Сидели мы у входа в барак. Постепенно все вокруг стихло. Опустели тропинки. Ночные облака покрыли луну.

Лицо Элимелеха было словно отмечено печатью печали.

Мы сидели и молчали, прислушиваясь к ночным звукам и голосам, собирающимся эхом в ограде кибуца. Голоса эти, что так изменились во время концерта Элимелеха и Машеньки, возвращались в свое обычное состояние. Снова рыдали шакалы, лаяли псы, мяукали кошки, вскрикивали со сна птицы, мычали коровы, паниковали курицы, плакал ребенок. Шаги ночного сторожа громко отдавались на пустой тропе. В прорези палатки Машеньки погасло пламя коптилки. Внезапно Элимелех вскочил и побежал к ее палатке, оставив около меня скрипку и смычок. Я чувствовал, что это плохо кончится. Но попробуй, – останови бегущего и обуянного любовью человека. Лишь добавил ко всем ночным голосам глубокий вздох. Взял инструмент и вошел в барак. Чувствовал страшную жажду, начал пить, не отрываясь от кувшина. И вдруг слышу крик, пробравший меня до костей.

Я побежал во двор. Весь кибуц всполошился. Люди бежали к палатке Машеньки, и впереди всех спасателей – мой брат Иосеф и Шлойме Гринблат. Они первыми прибежали к палатке.

У входа стоит онемевший Элимелех. В палатке, на постели, сидит дрожащая Машенька. Длинные ее волосы взлохмачены, глаза расширены. Мой брат Иосеф уже рядом с ней, держит ее руку в своей руке.
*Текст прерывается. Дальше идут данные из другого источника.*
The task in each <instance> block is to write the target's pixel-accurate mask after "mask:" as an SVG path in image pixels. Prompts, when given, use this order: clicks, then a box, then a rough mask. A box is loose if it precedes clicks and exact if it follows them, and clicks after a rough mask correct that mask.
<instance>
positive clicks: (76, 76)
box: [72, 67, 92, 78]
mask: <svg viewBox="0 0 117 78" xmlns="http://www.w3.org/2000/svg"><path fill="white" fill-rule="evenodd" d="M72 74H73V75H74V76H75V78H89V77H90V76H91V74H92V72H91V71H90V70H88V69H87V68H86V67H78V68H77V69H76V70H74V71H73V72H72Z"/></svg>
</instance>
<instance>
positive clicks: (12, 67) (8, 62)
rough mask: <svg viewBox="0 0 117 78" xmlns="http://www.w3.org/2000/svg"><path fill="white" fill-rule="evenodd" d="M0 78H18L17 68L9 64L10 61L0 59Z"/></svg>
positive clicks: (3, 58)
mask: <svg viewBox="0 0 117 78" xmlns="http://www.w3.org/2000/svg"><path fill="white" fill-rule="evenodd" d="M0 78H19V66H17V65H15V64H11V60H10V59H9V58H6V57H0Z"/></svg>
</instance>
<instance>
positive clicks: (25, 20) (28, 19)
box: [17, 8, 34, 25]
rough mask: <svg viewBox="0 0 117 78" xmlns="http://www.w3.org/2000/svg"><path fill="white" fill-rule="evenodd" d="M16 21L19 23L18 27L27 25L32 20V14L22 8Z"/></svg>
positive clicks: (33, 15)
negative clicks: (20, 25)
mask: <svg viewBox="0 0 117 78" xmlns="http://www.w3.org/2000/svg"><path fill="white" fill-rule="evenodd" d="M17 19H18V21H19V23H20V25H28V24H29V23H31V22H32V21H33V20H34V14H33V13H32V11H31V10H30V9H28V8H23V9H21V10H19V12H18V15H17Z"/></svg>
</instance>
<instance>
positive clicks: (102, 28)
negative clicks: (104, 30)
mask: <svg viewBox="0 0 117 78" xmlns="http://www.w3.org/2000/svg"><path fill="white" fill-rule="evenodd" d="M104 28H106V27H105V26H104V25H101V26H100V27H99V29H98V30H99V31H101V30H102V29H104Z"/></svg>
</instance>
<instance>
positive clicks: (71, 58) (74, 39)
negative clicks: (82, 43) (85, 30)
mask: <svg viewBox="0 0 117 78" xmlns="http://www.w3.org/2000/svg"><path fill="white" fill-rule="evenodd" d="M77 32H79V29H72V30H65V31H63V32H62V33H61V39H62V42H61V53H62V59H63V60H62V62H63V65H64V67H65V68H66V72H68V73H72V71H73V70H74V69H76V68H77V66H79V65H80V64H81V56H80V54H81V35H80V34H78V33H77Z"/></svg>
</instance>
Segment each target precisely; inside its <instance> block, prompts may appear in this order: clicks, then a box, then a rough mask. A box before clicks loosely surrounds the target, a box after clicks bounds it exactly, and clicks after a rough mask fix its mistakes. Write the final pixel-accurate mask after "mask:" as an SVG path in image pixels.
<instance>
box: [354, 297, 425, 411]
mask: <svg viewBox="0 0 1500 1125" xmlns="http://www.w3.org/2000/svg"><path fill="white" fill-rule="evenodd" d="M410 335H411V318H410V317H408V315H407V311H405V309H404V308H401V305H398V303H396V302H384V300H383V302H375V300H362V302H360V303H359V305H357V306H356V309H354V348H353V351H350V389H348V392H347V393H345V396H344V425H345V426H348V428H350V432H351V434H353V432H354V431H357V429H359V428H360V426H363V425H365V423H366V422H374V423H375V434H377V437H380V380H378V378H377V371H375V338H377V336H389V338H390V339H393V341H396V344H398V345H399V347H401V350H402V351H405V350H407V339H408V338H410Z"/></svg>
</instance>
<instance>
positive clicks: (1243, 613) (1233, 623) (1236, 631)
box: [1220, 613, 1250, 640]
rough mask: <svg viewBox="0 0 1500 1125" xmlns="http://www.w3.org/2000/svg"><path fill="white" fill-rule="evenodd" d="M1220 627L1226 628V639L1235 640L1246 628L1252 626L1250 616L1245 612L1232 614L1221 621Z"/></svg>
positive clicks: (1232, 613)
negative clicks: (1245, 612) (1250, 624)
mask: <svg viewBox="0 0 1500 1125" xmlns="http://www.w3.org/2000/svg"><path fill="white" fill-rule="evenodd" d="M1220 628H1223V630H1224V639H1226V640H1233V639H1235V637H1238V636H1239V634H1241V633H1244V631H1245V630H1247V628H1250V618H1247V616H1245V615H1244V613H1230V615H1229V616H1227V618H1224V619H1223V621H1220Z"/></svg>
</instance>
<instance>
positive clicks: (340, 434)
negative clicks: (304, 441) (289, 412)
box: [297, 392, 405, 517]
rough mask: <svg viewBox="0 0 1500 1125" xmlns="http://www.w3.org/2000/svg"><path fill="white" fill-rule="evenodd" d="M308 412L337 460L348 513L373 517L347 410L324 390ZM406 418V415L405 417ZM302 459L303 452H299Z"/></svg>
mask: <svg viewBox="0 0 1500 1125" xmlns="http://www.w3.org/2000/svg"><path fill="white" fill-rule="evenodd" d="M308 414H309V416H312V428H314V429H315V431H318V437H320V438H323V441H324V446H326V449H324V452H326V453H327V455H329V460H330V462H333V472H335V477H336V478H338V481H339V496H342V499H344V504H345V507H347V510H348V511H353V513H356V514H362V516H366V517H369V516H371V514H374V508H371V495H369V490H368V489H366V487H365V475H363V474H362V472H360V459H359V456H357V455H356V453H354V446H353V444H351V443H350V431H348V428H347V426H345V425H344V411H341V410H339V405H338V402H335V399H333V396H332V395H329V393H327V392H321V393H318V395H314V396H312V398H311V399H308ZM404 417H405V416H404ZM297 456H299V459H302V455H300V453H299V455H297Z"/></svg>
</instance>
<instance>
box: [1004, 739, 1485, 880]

Потянул я Элимелеха за собой, к бараку. Многих усилий потребовалось, чтобы заставить его открыть рот. Душа, говорит он, требовала – поговорить, в конце концов, с Машенькой, неотложно, не откладывая на завтра. Ведь еще не отзвучали звуки их общей партии "Крейцеровой сонаты" Бетховена. Он и представить не мог себе, что звуки эти уже смолкли в ее сердце. Когда он подошел к ее палатке, в темноте лишь светилась белизна постели и разметанные по этой белизне черные ее волосы. Глядел на спящую девушку Элимелех и не мог рта раскрыть. Вдруг она проснулась, увидела огромную тень у постели. Со сна, со страха начала истерически кричать. Вот и вся правда!

В ту ночь мой брат остался в палатке Машеньки. Несомненно, доказывал ей, что Элимелех намеревался… И пошло это слово гулять по кибуцу, в столовой, во всех углах, во всех бараках и палатках – "намеревался…" И защитниками невинной девушки выступали мой брат Йосеф и Шлойме Гринблат.
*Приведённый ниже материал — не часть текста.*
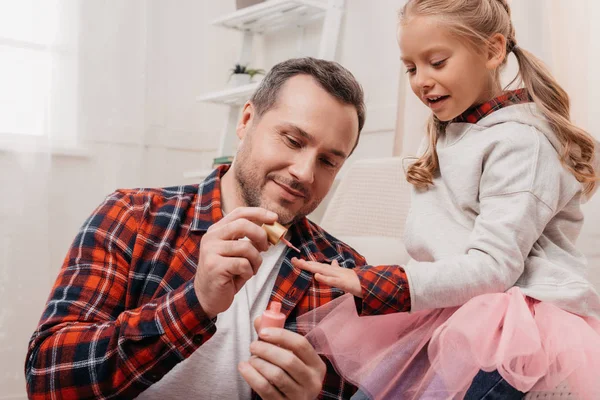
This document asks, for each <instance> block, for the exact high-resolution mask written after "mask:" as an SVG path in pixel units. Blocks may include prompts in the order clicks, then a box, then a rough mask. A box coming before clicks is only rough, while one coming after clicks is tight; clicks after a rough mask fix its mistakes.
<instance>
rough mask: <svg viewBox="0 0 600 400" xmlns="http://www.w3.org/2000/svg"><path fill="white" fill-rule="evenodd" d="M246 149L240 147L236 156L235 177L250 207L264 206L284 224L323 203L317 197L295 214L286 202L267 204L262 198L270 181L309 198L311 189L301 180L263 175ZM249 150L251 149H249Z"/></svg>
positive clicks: (275, 176)
mask: <svg viewBox="0 0 600 400" xmlns="http://www.w3.org/2000/svg"><path fill="white" fill-rule="evenodd" d="M245 150H246V149H240V151H239V152H238V155H237V157H236V162H235V163H236V166H235V179H236V182H237V186H238V190H239V195H240V196H241V198H242V200H243V201H244V203H245V204H246V206H248V207H262V208H265V209H267V210H270V211H273V212H276V213H277V214H278V216H279V223H280V224H282V225H290V224H293V223H295V222H297V221H299V220H301V219H302V218H304V217H305V216H306V215H308V214H310V213H311V212H313V211H314V209H315V208H317V206H318V205H319V204H320V203H321V200H322V199H315V200H313V201H312V202H311V203H309V204H307V205H305V206H303V207H302V208H301V209H300V210H299V211H298V213H296V214H294V213H292V212H291V211H289V210H288V209H287V208H286V202H280V203H276V204H268V203H267V204H265V202H263V200H262V193H263V190H264V187H265V184H266V183H267V182H268V181H269V180H272V181H275V182H279V183H281V184H284V185H287V186H288V187H290V188H292V189H294V190H296V191H298V192H300V193H302V194H304V195H305V196H306V197H307V198H308V197H309V196H310V192H309V190H308V189H307V188H306V187H305V186H304V185H303V184H301V183H300V182H298V181H296V180H293V179H287V178H283V177H279V176H277V175H276V174H274V173H270V174H268V175H267V176H266V177H264V176H261V175H260V173H258V171H257V169H256V168H254V165H253V164H252V163H251V162H250V161H249V160H248V159H247V158H246V155H245V154H244V152H245ZM248 150H249V149H248Z"/></svg>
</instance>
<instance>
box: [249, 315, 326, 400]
mask: <svg viewBox="0 0 600 400" xmlns="http://www.w3.org/2000/svg"><path fill="white" fill-rule="evenodd" d="M259 322H260V318H257V319H256V320H255V321H254V326H255V327H258V324H259ZM259 338H260V339H261V340H259V341H256V342H254V343H252V344H251V345H250V353H251V354H252V357H250V360H249V361H243V362H241V363H240V364H239V365H238V370H239V371H240V373H241V374H242V377H243V378H244V379H245V380H246V382H248V384H249V385H250V387H251V388H252V389H253V390H254V391H255V392H256V393H258V394H259V395H260V397H262V398H263V399H265V400H271V399H302V400H305V399H306V400H309V399H310V400H313V399H315V398H316V397H317V396H318V395H319V393H320V392H321V388H322V387H323V379H324V378H325V372H326V370H327V369H326V366H325V363H324V362H323V360H321V358H320V357H319V355H318V354H317V352H316V351H315V349H314V348H313V347H312V346H311V344H310V343H309V342H308V340H306V338H305V337H304V336H302V335H300V334H298V333H295V332H291V331H288V330H285V329H279V328H267V329H263V331H262V332H259Z"/></svg>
И решили судить Элимелеха за беззащитную его любовь и за действие, которое можно было считать непристойным.

Вечер сошел на кибуц. Сидели мы с Элимелехом у входа в его шалаш, на ветвях эвкалипта. Малая птица парила в воздухе, и весь покой вселенной был в этом ее парении. Она почти застыла в одной точке, словно бы сам воздух держал ее на своих струях.